On Monday, Ukrainian soldiers with the 54th Mechanized Brigade posted a video on Telegram showing a Russian helicopter being hit by a missile in the Donbas region of Ukraine.

Whereas U.S. helicopters in Iraq and Afghanistan were forced to fly low and in the nape of the earth to counter the threats posed by man-portable air defense systems, the Russian helicopter seen in the video appears to fly straight and level before and after it is hit by the missile.

The damaged helicopter was able to keep flying for roughly a minute as a fire broke out aboard the aircraft and rapidly grew larger, engulfing everything inside of the helicopter until it crashed.
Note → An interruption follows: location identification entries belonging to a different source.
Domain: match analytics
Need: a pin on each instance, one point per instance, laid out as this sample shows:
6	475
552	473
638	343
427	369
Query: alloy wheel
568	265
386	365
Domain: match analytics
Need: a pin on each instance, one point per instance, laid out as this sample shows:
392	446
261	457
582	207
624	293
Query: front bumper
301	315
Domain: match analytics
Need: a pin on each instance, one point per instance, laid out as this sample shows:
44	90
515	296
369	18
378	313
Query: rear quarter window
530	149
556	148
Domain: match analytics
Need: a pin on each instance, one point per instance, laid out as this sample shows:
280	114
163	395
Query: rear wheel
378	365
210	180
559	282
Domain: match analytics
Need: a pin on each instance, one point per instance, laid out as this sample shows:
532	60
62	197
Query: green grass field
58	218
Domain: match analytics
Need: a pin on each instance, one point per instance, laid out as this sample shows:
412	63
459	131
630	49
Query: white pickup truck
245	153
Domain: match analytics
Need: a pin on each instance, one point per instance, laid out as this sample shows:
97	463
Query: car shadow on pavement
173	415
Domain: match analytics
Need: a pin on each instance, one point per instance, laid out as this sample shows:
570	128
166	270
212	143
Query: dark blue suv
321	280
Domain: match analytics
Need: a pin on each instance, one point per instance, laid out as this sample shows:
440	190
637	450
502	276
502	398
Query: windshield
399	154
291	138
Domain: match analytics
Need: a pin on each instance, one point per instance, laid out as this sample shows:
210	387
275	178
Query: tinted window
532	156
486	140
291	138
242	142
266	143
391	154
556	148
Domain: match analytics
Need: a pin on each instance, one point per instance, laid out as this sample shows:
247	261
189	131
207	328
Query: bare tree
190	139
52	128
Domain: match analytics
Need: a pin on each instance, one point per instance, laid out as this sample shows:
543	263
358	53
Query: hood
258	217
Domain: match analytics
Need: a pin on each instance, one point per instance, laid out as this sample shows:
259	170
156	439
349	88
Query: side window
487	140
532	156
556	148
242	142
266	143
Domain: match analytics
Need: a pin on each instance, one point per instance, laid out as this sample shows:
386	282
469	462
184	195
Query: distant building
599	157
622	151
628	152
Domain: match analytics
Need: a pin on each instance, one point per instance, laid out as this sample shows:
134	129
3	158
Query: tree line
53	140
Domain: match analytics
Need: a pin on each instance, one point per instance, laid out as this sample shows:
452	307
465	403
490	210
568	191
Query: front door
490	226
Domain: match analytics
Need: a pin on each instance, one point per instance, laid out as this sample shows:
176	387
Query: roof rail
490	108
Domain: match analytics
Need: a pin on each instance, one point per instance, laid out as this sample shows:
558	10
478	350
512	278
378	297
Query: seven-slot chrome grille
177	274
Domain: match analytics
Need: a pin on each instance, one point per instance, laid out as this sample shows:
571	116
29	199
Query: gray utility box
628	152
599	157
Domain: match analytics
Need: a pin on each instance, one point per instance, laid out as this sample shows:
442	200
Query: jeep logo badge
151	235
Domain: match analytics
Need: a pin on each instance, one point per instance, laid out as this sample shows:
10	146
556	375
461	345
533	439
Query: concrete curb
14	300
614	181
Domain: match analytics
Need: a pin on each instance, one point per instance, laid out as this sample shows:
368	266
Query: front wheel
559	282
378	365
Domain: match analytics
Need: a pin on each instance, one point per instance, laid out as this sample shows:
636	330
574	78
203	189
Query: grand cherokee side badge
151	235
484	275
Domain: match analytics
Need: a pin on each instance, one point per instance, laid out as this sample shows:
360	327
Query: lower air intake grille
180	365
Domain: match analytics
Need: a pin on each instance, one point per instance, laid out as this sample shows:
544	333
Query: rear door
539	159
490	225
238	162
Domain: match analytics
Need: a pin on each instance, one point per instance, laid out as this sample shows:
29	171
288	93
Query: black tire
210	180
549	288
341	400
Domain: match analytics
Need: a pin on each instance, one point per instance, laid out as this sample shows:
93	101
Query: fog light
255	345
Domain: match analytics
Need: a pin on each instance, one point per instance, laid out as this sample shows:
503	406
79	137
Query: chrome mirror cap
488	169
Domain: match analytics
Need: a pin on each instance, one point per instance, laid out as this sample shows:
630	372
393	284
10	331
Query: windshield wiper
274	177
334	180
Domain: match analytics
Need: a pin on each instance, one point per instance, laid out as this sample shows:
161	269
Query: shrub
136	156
Navy Reserve Lt. Cmdr. Jack McCain tweeted that he was struck at how the Russian helicopter did not land right after being struck by the missile.

Under U.S. military procedures, if a fire breaks out aboard a helicopter, the crew must take immediate steps to put the fire out, such as cutting fuel to its engine, McCain told Task & Purpose. If the fire cannot be extinguished, the pilots must land immediately.

“That aircraft, if you watch the video, is flying over an open field,” McCain said. “I am not an Mi-8 pilot, but most helicopters operate fairly similarly: The procedure would be a quick flare [raising the nose] to bleed off airspeed and then a drop to the ground.”

The fact that the Ukrainians knew where to position a camera to get a perfect shot of the helicopter being hit indicates that the aircraft was flying on a route that it had used before, McCain said.

McCain also noted that the Russian helicopter appeared to be following a road, a dangerous technique while over enemy territory.

“Roads, while easy to follow from the air, are places where it’s also easy to store equipment and are known travel routes for people,” McCain said. “Generally, you want to minimize your time crossing over or being near a road.”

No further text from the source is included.